Bio-YODIE: A Named Entity Linking System for Biomedical Text
This work addresses the need for scalable and robust named entity linking in biomedical text to support tasks like literature curation and patient record annotation, but it is incremental as it builds on existing systems.
The paper tackles the challenge of linking biomedical text mentions to knowledge bases like UMLS, presenting Bio-YODIE and comparing it to other systems to guide approach selection for varying scenarios and future needs.

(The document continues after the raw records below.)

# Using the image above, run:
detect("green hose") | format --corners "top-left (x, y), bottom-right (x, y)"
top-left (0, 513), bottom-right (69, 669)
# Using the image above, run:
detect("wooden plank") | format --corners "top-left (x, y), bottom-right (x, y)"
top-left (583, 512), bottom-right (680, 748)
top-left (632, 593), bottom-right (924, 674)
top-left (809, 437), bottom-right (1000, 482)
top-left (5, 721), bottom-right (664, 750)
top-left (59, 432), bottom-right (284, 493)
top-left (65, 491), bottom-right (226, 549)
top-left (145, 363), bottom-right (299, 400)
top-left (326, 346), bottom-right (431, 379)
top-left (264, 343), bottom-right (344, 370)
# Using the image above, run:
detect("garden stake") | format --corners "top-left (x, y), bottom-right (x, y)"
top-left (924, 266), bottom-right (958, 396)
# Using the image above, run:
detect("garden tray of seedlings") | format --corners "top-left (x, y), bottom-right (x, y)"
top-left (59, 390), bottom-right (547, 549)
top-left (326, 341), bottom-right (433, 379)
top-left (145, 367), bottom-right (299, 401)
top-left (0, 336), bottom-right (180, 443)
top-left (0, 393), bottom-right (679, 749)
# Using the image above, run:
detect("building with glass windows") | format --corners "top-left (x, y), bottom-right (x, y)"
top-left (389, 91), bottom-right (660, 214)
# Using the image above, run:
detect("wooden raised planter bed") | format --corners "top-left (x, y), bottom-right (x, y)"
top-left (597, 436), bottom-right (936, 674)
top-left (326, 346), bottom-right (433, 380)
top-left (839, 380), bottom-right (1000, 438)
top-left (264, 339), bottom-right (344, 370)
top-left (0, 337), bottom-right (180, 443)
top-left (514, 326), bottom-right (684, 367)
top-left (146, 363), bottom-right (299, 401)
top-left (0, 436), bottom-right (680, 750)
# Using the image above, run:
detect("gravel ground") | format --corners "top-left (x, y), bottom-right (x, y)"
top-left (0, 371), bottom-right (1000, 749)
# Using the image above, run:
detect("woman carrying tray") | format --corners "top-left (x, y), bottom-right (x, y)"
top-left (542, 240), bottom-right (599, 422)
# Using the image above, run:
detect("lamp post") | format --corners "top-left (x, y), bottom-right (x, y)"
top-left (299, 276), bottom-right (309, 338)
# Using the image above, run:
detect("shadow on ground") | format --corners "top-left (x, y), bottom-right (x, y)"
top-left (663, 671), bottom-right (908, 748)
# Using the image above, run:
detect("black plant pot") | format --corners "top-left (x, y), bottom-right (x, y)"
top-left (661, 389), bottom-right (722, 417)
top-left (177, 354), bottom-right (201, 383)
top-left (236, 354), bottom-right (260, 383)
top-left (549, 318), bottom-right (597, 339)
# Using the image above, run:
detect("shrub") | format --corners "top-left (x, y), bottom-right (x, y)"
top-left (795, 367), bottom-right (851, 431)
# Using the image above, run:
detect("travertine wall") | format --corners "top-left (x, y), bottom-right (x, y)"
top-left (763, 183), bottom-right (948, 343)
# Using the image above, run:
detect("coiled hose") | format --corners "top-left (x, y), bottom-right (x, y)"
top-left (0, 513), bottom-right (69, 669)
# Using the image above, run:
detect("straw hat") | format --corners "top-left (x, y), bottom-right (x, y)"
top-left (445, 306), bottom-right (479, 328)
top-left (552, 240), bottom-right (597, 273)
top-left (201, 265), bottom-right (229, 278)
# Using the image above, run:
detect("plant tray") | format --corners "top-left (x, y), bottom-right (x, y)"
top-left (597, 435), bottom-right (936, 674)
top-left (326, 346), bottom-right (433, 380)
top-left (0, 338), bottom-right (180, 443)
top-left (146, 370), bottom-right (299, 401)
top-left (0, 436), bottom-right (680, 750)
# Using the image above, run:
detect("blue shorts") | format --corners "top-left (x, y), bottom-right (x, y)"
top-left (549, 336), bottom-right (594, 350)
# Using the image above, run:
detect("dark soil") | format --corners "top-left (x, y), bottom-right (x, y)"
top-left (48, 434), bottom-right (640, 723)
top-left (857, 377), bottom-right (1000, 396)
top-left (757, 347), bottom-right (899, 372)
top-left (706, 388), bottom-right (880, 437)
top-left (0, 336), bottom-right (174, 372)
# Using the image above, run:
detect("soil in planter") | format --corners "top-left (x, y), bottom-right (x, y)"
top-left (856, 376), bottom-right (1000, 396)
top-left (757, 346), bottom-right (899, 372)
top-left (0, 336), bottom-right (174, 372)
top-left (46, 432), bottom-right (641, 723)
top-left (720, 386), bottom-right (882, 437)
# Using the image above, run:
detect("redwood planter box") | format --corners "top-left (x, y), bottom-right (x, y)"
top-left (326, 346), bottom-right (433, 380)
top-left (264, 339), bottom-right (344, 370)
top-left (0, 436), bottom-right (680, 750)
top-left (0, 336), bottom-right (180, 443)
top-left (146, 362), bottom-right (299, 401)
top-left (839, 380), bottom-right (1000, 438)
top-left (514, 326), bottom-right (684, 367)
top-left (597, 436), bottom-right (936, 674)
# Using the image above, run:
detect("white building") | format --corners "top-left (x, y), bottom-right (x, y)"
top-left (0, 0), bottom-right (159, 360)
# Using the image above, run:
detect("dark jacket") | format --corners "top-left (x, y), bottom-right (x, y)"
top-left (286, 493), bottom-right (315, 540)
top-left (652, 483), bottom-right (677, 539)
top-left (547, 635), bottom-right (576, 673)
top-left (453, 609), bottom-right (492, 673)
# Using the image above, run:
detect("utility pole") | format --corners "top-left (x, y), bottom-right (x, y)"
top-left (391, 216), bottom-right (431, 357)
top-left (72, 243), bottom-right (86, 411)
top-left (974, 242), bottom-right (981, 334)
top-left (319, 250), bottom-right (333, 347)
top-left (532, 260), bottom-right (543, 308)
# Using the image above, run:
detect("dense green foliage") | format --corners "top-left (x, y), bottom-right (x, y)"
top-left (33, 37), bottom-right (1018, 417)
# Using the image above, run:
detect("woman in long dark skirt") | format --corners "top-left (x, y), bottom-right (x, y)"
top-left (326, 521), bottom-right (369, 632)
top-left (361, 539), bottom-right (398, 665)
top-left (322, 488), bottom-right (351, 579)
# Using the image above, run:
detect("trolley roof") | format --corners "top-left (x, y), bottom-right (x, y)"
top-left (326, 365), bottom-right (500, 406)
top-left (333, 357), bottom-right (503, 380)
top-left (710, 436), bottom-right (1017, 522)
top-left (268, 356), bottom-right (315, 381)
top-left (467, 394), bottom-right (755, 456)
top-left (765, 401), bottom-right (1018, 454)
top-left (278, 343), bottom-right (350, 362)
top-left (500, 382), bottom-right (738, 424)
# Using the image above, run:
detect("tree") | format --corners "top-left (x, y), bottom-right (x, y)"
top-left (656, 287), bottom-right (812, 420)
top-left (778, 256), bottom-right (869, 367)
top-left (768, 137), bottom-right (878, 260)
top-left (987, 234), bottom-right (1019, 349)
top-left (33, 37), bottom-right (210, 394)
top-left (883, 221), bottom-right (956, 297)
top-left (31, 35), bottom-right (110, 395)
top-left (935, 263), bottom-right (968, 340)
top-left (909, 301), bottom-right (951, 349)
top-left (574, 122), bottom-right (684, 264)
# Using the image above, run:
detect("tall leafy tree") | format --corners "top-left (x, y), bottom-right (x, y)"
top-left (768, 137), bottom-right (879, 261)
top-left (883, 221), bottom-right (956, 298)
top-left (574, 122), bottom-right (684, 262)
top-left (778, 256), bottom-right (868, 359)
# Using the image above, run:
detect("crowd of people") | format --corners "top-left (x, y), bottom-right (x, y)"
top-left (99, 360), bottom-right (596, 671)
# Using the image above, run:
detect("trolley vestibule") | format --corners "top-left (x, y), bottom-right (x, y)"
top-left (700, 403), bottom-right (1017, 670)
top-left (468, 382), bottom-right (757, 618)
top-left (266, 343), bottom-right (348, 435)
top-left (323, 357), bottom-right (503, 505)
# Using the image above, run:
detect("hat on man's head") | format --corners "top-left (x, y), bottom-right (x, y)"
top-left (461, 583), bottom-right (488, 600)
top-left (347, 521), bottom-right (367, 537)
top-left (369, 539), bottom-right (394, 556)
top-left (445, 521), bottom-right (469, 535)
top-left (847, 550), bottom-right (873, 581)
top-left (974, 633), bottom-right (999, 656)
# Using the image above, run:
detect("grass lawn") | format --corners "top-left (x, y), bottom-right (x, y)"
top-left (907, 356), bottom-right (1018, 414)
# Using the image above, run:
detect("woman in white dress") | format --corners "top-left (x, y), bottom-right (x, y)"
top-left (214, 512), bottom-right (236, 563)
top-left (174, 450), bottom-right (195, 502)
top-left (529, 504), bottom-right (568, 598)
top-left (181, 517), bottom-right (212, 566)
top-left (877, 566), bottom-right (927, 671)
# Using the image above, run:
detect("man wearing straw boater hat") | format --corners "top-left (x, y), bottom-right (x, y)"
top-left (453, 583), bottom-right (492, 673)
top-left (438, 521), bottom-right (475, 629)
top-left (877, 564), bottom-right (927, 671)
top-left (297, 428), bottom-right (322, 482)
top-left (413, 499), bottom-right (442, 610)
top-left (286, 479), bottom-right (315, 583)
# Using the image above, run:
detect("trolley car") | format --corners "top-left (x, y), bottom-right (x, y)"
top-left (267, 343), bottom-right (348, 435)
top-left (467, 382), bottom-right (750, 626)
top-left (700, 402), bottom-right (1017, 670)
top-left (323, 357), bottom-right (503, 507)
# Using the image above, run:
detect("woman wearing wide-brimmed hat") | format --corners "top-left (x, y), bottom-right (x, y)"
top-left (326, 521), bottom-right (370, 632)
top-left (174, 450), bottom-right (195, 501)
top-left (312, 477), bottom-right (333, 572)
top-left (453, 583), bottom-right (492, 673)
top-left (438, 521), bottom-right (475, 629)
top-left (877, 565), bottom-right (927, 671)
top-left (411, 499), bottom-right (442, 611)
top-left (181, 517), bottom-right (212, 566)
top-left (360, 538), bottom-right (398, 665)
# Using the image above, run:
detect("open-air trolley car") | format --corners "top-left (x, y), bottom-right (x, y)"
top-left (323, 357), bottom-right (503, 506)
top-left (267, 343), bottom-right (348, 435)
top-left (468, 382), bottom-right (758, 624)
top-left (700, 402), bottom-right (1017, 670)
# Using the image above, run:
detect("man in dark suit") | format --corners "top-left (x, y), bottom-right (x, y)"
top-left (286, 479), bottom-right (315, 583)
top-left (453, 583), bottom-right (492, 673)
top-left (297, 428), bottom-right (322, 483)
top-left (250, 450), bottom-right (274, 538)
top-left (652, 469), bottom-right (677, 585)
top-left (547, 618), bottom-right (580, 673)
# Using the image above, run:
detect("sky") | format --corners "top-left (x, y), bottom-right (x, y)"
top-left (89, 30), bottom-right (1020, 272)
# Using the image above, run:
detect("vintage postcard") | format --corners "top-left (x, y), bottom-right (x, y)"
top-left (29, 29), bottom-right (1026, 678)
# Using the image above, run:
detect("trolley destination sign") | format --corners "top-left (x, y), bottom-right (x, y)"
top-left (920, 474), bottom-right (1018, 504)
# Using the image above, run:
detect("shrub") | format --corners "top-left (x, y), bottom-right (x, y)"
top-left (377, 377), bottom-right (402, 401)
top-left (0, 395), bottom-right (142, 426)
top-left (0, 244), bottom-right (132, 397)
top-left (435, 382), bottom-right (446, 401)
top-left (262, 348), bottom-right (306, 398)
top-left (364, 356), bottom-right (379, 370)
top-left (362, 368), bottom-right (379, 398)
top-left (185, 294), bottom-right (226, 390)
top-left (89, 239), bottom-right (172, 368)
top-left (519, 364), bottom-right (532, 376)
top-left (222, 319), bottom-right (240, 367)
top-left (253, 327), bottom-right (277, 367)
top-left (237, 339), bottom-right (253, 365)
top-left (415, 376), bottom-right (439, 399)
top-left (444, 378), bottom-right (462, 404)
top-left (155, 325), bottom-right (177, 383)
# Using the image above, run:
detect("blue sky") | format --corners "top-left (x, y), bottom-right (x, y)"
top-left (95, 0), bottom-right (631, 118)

Ever-expanding volumes of biomedical text require automated semantic annotation techniques to curate and put to best use. An established field of research seeks to link mentions in text to knowledge bases such as those included in the UMLS (Unified Medical Language System), in order to enable a more sophisticated understanding. This work has yielded good results for tasks such as curating literature, but increasingly, annotation systems are more broadly applied. Medical vocabularies are expanding in size, and with them the extent of term ambiguity. Document collections are increasing in size and complexity, creating a greater need for speed and robustness. Furthermore, as the technologies are turned to new tasks, requirements change; for example greater coverage of expressions may be required in order to annotate patient records, and greater accuracy may be needed for applications that affect patients. This places new demands on the approaches currently in use. In this work, we present a new system, Bio-YODIE, and compare it to two other popular systems in order to give guidance about suitable approaches in different scenarios and how systems might be designed to accommodate future needs.